Le transfert de compétences du médecin vers l’infirmière, bientôt une réalité ?

C’est un sujet récurrent dans le domaine médical, et il prend encore plus d’importance en ces temps de troubles de la population des professionnels de santé. Mais aujourd’hui, le transfert de compétences du médecin vers l’infirmière est devenu une nécessité pour garantir l’égalité d’accès aux soins aux patients.

Les infirmières libérales, une profession strictement encadrée

Aujourd’hui, la situation des infirmières et infirmiers libéraux reste relativement simple en matière d’actes, puisque ces derniers sont définis par décret (et le dernier décret de compétences date de 2004). Cependant, la loi du 21 juillet 2009 (dite loi Bachelot) pose les conditions pour déroger à ce principe en autorisant les coopérations entre professionnels de santé. Ces protocoles, signés par les professionnels concernés et validés par l’Agence Régionale de Santé (ARS), permettent aux infirmières libérales comme à d’autres d’effectuer, à titre dérogatoire, des transferts d’actes, ne figurant pas dans les décrets de compétences.
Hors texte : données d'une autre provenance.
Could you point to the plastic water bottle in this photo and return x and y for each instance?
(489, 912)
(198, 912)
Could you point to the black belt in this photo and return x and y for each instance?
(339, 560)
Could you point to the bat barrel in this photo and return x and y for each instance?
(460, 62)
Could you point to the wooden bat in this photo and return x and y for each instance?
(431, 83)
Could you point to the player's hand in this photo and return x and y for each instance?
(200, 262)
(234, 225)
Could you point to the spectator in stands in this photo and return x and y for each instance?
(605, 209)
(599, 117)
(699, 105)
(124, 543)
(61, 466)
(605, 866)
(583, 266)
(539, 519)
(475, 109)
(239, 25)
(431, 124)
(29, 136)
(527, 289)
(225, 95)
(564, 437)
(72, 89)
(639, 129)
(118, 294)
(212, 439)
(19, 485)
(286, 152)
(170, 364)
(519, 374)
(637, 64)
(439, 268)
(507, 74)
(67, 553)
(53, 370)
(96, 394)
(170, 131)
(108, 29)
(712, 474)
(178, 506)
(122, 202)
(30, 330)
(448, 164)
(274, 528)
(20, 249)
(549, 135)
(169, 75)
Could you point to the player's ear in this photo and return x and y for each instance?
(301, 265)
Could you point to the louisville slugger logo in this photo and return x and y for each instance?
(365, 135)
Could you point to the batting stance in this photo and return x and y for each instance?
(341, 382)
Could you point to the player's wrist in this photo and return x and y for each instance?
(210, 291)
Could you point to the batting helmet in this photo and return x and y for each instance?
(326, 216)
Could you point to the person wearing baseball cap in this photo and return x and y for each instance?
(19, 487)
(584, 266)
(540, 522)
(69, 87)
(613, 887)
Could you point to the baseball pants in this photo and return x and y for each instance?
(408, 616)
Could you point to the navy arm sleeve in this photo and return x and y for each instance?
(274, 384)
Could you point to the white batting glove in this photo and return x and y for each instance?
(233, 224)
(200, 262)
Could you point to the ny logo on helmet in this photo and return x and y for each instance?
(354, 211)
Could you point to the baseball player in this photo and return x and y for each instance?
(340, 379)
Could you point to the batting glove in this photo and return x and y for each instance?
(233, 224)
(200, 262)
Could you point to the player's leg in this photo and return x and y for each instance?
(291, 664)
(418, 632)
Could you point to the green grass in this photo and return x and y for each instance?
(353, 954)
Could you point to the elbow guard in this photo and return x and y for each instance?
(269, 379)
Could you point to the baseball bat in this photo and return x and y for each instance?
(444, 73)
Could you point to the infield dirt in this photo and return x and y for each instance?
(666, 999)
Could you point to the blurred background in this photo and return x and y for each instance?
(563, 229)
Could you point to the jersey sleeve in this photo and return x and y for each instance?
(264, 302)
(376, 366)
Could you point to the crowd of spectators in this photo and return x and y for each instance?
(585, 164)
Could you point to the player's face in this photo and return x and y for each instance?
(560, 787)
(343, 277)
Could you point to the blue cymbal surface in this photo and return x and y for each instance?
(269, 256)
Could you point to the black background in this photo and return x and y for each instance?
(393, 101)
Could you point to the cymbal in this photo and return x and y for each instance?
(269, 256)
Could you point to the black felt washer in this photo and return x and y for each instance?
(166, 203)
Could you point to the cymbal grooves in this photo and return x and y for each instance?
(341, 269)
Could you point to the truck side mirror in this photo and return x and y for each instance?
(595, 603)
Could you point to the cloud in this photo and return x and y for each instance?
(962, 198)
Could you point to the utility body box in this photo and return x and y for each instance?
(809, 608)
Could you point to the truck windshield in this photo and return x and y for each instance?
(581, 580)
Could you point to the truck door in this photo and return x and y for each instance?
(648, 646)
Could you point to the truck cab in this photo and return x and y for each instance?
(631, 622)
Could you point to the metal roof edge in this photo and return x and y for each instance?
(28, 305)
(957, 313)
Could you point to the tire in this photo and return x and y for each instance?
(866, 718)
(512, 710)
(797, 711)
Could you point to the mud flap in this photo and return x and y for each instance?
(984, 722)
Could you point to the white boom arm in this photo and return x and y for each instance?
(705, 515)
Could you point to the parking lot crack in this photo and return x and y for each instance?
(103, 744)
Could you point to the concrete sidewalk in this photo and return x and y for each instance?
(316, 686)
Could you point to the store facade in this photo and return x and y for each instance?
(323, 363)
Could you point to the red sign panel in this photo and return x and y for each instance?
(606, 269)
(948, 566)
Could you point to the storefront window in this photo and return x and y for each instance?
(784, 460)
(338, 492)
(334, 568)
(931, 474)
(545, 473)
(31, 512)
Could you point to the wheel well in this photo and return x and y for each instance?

C’est un transfert de compétences notamment des médecins vers les infirmières et infirmiers, qui est ainsi organisé pour répondre à un problème ponctuel dans un cadre défini. Ce sont ces restrictions, que condamnent la grande majorité des infirmières libérales en soulignant principalement que :

  • La formation délivrée à l’occasion de ces protocoles n’est pas diplômante dans la mesure où elle n’est valable que dans le cadre défini par le protocole
  • Ce transfert de compétences n’est pas reconnu. En cas de départ du médecin par exemple, l’infirmière concernée ne pourra que constater le terme de ce transfert.

La situation n’est donc pas satisfaisante, d’autant plus que les infirmières et infirmiers libéraux et hospitaliers pointent également une problématique de plus grande envergure : si de tels transferts de compétences sont de plus en plus souvent nécessaires, n’est-ce pas une preuve tangible de la nécessité de revoir le décret de compétences des infirmiers ?

Un transfert de compétences médecin-Infirmière de plus en plus sollicité

Pourtant, si « ces protocoles de coopération permettent juste de régulariser de petits arrangements locaux », comme l’affirme Thierry Amouroux, le transfert de compétences du monde médical vers celui des infirmières et infirmiers libéraux est devenu, au fil des ans, une nécessité. L’opposition systématique et le refus en bloc de tout transfert par les médecins font désormais partie d’une période révolue. La pénurie de professionnels de santé, l’hyperactivité de certains médecins, la multiplication des déserts médicaux, …, sont autant de raisons qui expliquent ce changement d’attitude du monde médical. Ce sont aussi les raisons, qui poussent à voir dans ce transfert de compétences une des solutions pour mieux organiser la politique de Santé de demain. C’est aussi un des axes mis en avant par le gouvernement d’Edouard Philippe pour renforcer le plan gouvernemental pour l’égal accès aux soins dans les territoires.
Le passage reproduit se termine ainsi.